A good solution for this problem, I learned in my medical training, was to prescribe insulin to such patients. These were people who already had higher than normal insulin levels, or hyperinsulinemia, but I was telling them they needed to supplement with still more insulin.
I was convinced I was doing the right thing. At the hospital in New York where I began my career, my patients had great short-term outcomes. I met the medical establishments’ markers of success: my patients had lower blood sugar and LDL cholesterol. Back then I was fighting for patients to receive a new insulin called Lantus instead of the old NPH so often that my residents called me the “Lantus Queen.”

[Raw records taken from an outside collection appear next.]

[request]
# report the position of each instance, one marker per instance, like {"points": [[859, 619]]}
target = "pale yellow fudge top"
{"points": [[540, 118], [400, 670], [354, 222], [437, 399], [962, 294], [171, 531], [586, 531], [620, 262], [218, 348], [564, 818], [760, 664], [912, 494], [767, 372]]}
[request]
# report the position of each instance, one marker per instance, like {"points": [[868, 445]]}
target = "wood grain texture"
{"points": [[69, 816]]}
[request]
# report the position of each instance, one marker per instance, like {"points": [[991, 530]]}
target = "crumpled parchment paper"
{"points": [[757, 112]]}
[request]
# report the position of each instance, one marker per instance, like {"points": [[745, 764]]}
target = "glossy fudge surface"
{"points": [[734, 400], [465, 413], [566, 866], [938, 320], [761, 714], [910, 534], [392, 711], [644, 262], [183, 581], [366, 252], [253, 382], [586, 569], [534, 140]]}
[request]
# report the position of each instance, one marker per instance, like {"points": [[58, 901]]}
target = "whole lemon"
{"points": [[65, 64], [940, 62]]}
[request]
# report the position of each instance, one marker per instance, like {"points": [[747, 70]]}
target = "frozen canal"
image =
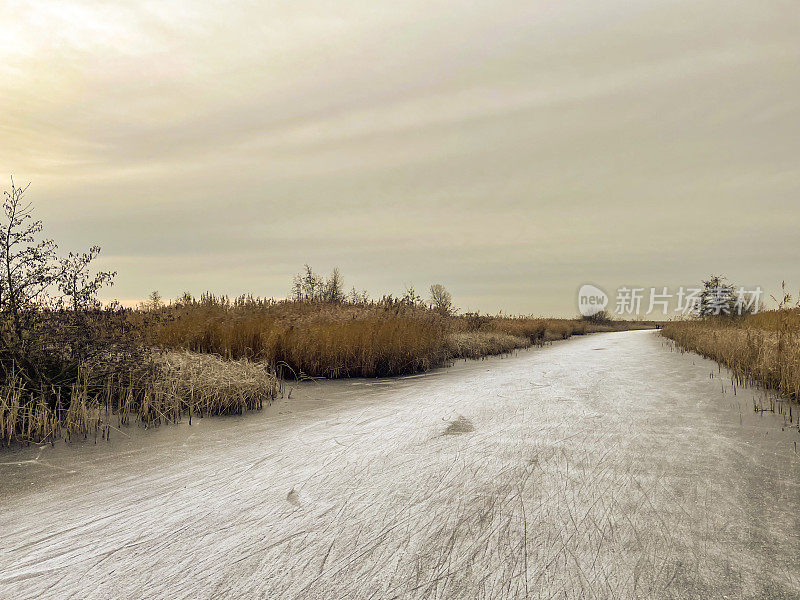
{"points": [[601, 467]]}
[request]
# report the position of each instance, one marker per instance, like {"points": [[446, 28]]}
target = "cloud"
{"points": [[481, 142]]}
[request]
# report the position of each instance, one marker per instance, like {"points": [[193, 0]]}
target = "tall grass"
{"points": [[762, 348], [367, 339], [174, 385]]}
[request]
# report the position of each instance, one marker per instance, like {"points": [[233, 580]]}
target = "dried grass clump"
{"points": [[474, 344], [170, 386], [762, 348], [348, 339]]}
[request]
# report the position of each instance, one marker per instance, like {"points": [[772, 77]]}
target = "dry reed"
{"points": [[177, 384], [762, 348]]}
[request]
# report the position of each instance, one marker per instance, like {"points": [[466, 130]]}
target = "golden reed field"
{"points": [[213, 356], [763, 348]]}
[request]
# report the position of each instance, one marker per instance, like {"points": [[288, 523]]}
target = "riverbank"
{"points": [[214, 356], [763, 348]]}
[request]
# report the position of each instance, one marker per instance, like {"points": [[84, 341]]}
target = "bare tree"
{"points": [[41, 342], [441, 299], [717, 297], [334, 287]]}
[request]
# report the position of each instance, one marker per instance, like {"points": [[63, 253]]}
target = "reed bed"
{"points": [[760, 349], [368, 339], [173, 385]]}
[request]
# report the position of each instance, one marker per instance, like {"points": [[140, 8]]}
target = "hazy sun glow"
{"points": [[509, 150]]}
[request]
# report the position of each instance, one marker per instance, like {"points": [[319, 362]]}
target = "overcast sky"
{"points": [[510, 150]]}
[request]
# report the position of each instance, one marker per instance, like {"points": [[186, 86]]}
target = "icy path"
{"points": [[600, 467]]}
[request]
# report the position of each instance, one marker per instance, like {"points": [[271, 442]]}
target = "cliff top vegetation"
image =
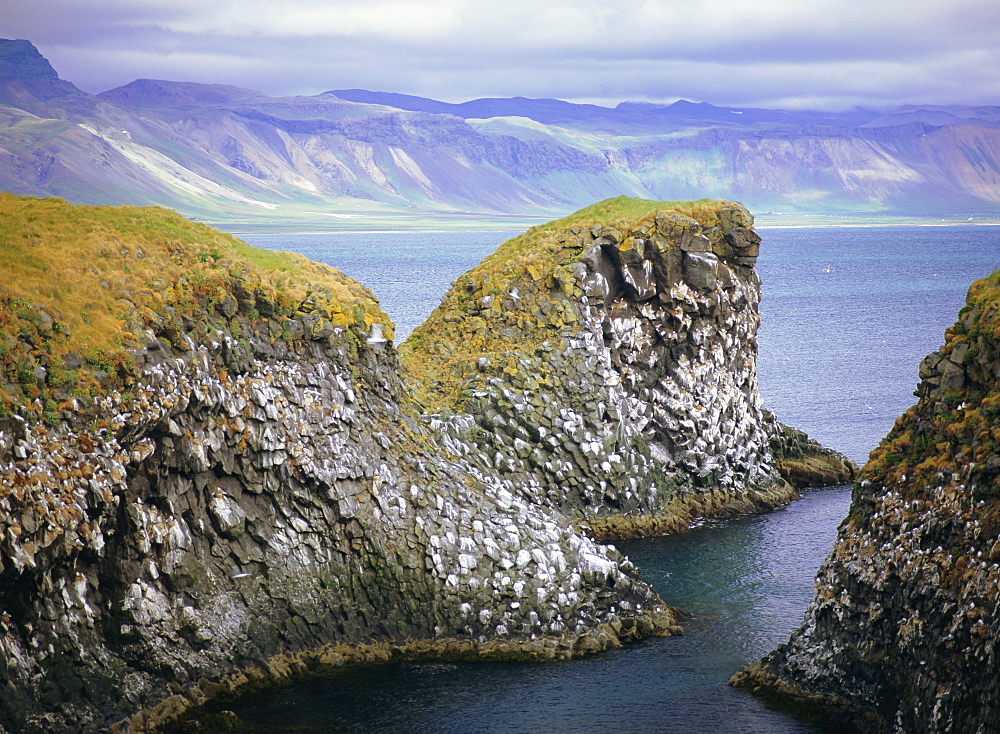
{"points": [[80, 285], [952, 434], [505, 308]]}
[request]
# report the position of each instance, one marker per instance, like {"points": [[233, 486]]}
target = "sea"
{"points": [[846, 316]]}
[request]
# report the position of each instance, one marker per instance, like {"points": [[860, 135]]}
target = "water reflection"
{"points": [[747, 582]]}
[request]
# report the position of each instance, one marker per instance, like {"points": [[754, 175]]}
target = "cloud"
{"points": [[829, 53]]}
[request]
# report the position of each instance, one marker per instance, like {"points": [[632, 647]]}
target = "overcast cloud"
{"points": [[829, 54]]}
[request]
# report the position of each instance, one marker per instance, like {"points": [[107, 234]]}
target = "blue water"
{"points": [[847, 315]]}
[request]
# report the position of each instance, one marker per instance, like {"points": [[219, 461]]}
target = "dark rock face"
{"points": [[901, 636], [232, 514], [254, 492], [251, 493], [630, 399]]}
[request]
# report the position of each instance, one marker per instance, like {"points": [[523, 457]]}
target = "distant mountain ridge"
{"points": [[219, 151]]}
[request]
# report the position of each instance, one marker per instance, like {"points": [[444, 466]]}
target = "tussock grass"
{"points": [[88, 280], [439, 359]]}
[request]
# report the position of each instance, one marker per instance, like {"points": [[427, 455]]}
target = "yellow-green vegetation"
{"points": [[79, 287], [521, 295], [953, 432]]}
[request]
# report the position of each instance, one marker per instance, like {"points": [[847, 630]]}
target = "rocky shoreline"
{"points": [[901, 634], [237, 484]]}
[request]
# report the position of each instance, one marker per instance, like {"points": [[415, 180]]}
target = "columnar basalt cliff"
{"points": [[211, 473], [607, 362], [902, 634]]}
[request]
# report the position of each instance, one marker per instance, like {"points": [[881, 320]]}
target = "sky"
{"points": [[795, 54]]}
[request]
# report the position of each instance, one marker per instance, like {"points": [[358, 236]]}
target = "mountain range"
{"points": [[226, 153]]}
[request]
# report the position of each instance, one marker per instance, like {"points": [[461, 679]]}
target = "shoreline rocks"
{"points": [[901, 636], [609, 367], [237, 478]]}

Over time, though, I read study after study showing the correlation between heart disease and high insulin levels. Elevated insulin is also associated with a wide range of other chronic diseases. The hormone I was giving my patients might be keeping their blood sugar down, but, I realized, it might also be damaging their bodies in ways that were not yet fully understood. Insulin, among other effects, causes people type 2 diabetes to gain weight by signaling the fat cells to accumulate fat. As Dr. Ralph DeFronzo, Professor of Medicine and Chief of the Diabetes Division at the University of Texas Health Science Center, put it to Science in 2008, “When you’re treating and trying to control type 2 diabetes, you have to understand that the basic defect is insulin resistance. You have to give enormous amounts of insulin to overcome the resistance, and when you do that, you activate growth-promoting inflammatory pathways.”

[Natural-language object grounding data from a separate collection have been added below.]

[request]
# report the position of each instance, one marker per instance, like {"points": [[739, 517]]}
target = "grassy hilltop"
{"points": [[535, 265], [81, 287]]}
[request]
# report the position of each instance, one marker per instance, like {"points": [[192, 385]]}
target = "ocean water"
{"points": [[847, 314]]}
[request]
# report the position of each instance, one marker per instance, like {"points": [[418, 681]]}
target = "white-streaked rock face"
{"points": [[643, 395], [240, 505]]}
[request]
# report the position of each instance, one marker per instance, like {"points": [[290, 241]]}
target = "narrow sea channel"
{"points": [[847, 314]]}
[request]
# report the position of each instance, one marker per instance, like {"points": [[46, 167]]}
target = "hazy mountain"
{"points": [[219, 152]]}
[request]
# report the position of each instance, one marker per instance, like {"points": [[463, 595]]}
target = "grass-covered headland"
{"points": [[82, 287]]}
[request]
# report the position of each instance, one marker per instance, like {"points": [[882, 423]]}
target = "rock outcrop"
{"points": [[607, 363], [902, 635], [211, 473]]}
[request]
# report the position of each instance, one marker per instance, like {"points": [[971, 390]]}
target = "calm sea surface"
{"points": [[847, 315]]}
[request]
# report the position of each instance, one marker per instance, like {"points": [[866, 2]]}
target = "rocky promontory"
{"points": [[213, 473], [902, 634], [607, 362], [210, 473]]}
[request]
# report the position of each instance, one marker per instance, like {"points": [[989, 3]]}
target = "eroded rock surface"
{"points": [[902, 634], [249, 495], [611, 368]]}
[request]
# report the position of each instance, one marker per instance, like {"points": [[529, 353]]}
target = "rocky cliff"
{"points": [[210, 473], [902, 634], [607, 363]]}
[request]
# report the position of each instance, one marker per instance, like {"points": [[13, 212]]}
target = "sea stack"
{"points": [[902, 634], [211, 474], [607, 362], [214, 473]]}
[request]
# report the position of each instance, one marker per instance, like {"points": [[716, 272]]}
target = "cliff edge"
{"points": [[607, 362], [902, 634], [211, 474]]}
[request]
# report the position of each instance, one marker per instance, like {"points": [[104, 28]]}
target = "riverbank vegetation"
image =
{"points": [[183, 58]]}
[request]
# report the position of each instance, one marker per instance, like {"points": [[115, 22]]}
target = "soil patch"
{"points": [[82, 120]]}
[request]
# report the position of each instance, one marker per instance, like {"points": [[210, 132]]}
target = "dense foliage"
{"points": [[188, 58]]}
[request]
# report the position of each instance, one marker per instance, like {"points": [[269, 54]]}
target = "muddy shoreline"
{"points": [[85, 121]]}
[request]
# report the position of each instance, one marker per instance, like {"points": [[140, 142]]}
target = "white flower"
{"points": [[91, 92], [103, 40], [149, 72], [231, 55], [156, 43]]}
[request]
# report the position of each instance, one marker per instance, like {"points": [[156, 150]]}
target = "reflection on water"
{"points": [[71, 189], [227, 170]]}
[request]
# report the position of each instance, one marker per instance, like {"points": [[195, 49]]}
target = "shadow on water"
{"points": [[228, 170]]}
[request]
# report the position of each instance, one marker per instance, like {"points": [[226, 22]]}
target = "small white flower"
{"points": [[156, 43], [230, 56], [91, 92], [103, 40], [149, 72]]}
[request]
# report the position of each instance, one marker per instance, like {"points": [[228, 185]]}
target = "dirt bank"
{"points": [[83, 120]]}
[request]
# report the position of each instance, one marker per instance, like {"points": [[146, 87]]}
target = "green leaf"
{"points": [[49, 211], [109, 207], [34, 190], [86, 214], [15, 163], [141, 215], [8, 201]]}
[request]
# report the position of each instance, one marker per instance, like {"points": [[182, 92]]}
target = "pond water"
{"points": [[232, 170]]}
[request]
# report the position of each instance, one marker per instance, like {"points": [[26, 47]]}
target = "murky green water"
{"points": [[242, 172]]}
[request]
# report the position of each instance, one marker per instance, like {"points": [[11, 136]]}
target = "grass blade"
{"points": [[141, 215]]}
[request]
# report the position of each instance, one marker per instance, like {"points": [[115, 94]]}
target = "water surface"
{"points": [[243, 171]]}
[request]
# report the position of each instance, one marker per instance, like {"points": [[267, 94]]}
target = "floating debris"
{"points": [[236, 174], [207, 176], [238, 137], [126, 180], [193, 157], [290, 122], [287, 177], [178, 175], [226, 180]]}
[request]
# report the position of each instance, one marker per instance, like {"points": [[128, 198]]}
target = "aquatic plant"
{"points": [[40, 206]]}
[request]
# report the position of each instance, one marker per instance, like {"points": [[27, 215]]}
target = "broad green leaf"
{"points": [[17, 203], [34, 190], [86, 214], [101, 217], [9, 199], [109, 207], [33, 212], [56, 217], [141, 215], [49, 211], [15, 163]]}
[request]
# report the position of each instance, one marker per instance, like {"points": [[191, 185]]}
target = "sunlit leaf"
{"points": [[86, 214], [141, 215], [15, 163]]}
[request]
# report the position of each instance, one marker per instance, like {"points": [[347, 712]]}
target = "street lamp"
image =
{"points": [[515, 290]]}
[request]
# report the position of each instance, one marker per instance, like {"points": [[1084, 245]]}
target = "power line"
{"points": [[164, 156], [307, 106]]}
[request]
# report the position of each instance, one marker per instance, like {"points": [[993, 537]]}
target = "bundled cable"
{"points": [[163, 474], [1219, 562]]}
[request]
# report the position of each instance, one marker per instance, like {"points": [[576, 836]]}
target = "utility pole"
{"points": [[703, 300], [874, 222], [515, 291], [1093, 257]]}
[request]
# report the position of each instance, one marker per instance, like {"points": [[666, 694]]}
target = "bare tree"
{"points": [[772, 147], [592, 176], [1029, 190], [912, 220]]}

The more I thought about insulin therapy, the clearer it was that I needed a different approach for my type 2 diabetes patients. What I needed, specifically, was a way for them to achieve normal blood sugar levels, while requiring less insulin rather than more. And, though I had learned nothing about it in medical school, there is, in fact, a way to do exactly that: eating fewer of the foods that cause the pancreas to release insulin in the first place.

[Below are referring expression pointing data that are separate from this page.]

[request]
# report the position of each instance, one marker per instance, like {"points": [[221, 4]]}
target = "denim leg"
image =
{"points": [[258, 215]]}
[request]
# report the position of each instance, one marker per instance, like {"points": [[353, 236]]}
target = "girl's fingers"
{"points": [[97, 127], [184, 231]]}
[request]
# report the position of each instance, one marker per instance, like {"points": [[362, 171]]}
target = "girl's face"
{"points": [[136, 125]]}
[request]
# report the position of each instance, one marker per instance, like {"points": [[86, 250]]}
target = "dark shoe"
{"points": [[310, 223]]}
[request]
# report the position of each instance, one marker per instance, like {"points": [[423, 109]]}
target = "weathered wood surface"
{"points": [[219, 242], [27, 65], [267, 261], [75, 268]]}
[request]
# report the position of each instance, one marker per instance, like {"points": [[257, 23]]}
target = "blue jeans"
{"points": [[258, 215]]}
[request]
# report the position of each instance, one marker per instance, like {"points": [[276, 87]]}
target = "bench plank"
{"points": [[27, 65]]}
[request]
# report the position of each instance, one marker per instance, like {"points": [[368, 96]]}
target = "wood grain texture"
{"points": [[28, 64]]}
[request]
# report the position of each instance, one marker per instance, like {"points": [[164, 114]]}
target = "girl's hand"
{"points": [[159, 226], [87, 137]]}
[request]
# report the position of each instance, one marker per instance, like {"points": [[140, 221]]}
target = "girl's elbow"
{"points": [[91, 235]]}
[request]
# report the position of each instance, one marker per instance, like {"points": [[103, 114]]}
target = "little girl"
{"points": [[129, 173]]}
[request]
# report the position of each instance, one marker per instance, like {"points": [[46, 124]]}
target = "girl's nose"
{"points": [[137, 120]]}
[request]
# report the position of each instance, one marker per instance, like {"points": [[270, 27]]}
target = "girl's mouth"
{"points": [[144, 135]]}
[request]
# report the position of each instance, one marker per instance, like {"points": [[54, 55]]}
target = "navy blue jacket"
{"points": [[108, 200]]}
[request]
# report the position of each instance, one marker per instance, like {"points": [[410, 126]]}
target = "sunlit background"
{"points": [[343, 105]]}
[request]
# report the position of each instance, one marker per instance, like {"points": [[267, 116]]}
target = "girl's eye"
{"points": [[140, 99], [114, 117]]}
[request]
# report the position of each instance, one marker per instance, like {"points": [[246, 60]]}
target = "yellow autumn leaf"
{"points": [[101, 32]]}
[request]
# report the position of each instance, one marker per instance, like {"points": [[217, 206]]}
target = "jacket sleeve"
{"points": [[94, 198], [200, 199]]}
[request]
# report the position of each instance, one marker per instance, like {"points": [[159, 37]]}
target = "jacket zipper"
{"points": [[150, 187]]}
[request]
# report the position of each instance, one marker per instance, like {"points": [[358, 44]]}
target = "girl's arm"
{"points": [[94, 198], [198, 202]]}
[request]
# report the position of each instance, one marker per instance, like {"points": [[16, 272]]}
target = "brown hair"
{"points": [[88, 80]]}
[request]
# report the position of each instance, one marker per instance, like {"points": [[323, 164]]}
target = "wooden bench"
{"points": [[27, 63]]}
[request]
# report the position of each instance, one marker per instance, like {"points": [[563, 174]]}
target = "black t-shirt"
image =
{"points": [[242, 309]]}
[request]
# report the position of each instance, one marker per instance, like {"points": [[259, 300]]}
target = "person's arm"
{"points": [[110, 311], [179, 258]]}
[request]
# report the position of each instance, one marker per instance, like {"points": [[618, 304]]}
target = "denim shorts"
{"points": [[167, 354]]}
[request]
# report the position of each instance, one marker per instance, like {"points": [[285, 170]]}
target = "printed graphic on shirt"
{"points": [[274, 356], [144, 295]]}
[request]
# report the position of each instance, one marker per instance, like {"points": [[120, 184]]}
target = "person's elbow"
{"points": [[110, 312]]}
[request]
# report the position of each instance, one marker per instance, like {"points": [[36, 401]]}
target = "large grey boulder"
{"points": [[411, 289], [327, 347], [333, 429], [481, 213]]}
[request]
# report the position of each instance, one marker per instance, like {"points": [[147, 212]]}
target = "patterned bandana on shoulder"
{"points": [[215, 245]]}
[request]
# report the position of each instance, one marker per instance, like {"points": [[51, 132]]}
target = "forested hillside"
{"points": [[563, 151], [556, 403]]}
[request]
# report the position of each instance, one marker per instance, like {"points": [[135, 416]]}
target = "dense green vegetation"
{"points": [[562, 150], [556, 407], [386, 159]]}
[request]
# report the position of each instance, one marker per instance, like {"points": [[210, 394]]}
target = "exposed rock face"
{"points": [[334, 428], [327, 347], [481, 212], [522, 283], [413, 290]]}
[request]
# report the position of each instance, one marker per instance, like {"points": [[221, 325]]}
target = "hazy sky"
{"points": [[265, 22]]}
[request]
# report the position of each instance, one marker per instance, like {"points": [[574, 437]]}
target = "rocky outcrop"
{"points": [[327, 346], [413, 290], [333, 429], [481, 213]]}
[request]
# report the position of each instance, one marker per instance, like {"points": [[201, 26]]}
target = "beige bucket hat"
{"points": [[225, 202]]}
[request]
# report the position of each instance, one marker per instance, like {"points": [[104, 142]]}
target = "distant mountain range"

When we eat mostly protein and fat, both of which are essential to life, we require small amounts of insulin. When we eat carbohydrates, which break down into glucose, we require a lot of insulin. Prior to the discovery of insulin, people with diabetes were instructed to avoid carbohydrates for the simple reason that they raise glucose levels most and require more insulin.
Over the last four years since I began prescribing a low carb diet with plenty of fat and protein to hundreds of my patients, I have seen one after another lose weight. On a low carb diet, my patients’ triglycerides go down, HDL cholesterol goes up, and blood pressure and glucose levels normalize. Some people with type 2 diabetes do need insulin therapy, but many can avoid insulin by minimizing or eliminating carbohydrates from their diets.
A century ago, diabetes doctors looked on in awe as type 1 patients responded to insulin therapy. Today, I feel the same awe watching type 2 patients get off it.
Jessica Apple is coauthor of this article.